Responsibilities
Develop and manage end-to-end data pipelines, covering data ingestion, transformation, quality assurance, and integration to support enterprise analytics solutions.
Partner with solution design and business stakeholders to define data needs and compile complex datasets aligned with business objectives.
Design, implement, and optimize analytics solutions to meet both technical and functional requirements.
Collaborate with data architects to maintain consistency and integrity of data models.
Build and maintain scalable infrastructure for efficient data extraction, transformation, and loading (ETL) across diverse data sources.
Develop tools and frameworks to enable data analysts and data scientists to efficiently build and enhance data models.
Work closely with DevOps teams to ensure stable and reliable deployment and operation of data platforms.
Collaborate with data analysts and scientists to design and develop APIs supporting analytics and AI use cases.
Requirements
Bachelor's or Master's degree in Computer Science, Information Technology, or a related discipline.
Minimum 3 years of experience in SQL/PostgreSQL, data engineering, and BI solutions, including integration with third-party systems.
Hands-on experience with technologies such as ERP systems, Spark, Scala, Python, SQL scripting, relational databases (e.g., data warehouses), NoSQL platforms (e.g., MongoDB, Cassandra), and cloud platforms (e.g., Azure).

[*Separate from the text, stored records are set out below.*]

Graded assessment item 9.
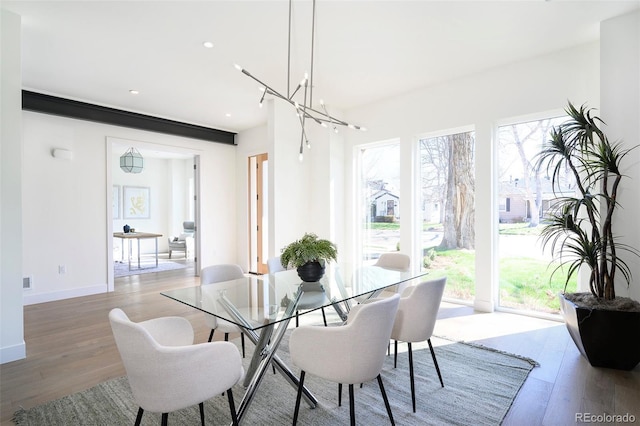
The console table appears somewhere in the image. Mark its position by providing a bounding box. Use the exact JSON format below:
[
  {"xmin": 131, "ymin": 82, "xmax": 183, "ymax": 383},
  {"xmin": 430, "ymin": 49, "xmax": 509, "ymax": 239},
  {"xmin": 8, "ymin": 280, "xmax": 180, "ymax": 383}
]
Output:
[{"xmin": 113, "ymin": 232, "xmax": 162, "ymax": 270}]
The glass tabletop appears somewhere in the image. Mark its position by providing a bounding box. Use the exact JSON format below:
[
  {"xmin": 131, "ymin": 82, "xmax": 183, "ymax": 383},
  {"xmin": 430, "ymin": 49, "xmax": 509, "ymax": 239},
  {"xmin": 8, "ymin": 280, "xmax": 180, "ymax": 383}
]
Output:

Proven experience with modern data platforms and tools such as Data Lake, Databricks, Data Factory, and BI dashboard development.
Strong track record in handling large-scale, complex datasets and building end-to-end pipelines on both on-premise and cloud environments.
Proficiency in coding for data management, data warehousing, and unstructured data processing.
Experience in energy or other asset-heavy industries is advantageous.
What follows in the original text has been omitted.